Tous se retournèrent sur elle, mais peu de mines se réjouirent, douloureux rappel du peu de soutien dont elle disposait à Viergétang. Les notables et les conseillers n’en vinrent pas moins la saluer et lui présenter leurs condoléances. Un homme qu’elle ne connaissait pas lui baisa la main. Il lui présenta sa femme, un certaine Lythene Verraz, ainsi que ses deux fils, avant de lui assurer de tout son soutien dans cette période difficile.
« Ser Petyr Pryor », murmura Kyra lorsqu’elles dépassèrent l’homme. « Il aurait dû hériter de Galet, une petite île du Val, jusqu’à ce qu’un accident oblige son mestre à lui enlever… ce que tu sais. Son fils Jon Pryor est devenu seigneur à sa place, mais pour seulement quelques lunes. Lord Kyle Wydman, seigneur de Wycliffe, s’est emparée de l’île. Ton beau-frère leur a accordé l’asile lorsque leur bateau à accosté à Viergétang. »
Mais Andacey n’écoutait plus son amie. Elle venait d’apercevoir Bellena et son cœur semblait sur le point d’exploser. Lorsque sa fille la vit, elle courut maladroitement jusqu’à elle. Elle avait tellement grandit ! Andacey la prit dans ses bras et la couvrit de baisers.
Lady Mouton fut beaucoup plus froide avec Jon qui vint la saluer.
« Je suis heureux de vous revoir, Ma Dame. J’espère que votre voyage n’a pas été trop difficile.
-Non », répondit-elle sèchement. « Nous avons néanmoins été retardé par une armée loyaliste qui envisageait de remonter vers le nord. Mais avec le siège de Darry-le-Château nous les en avons dissuadé. Ils veulent que nous leur offrions l’asile.
-Darry est tombée », asséna Jon. « Nous serons bientôt assiégés et nous n’avons pas les provisions pour accueillir une plus grande garnison.
-Vous êtes le régent. »
Malheureusement, ajouta-t-elle pour elle-même.
Elle reposa la petite et s’avança vers le catafalque où était exposé le corps de son mari. Elle fut surprise de voir septon Darnold en lieu et place de septon Forrest. Ser Hosteen et ser Tyler, armés de pieds en cape, veillaient sur le corps. Son beau-frère semblait épuisé, mais avait encore assez de force pour fixer avec haine l’amant de sa femme.

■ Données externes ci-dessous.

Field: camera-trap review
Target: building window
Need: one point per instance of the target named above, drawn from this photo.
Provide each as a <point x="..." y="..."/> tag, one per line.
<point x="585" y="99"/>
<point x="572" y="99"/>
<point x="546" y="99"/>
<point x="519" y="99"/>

Revêtu de sa plus belle armure, ses mains gantées repliés sur son épée, Perwyn semblait simplement dormir. Les sœurs du silence avaient fait du bon travail, effaçant les marques de la maladie, de la fatigue et de la peur qui avaient ravagé ses traits à la fin de sa vie. Elle reconnut non pas l’homme malade et fou qui l’avait exilé, mais l’homme bon et doux qui l’avait épousé.
Alors, enfin, elle lui pardonna. Et ses larmes se mirent à couler.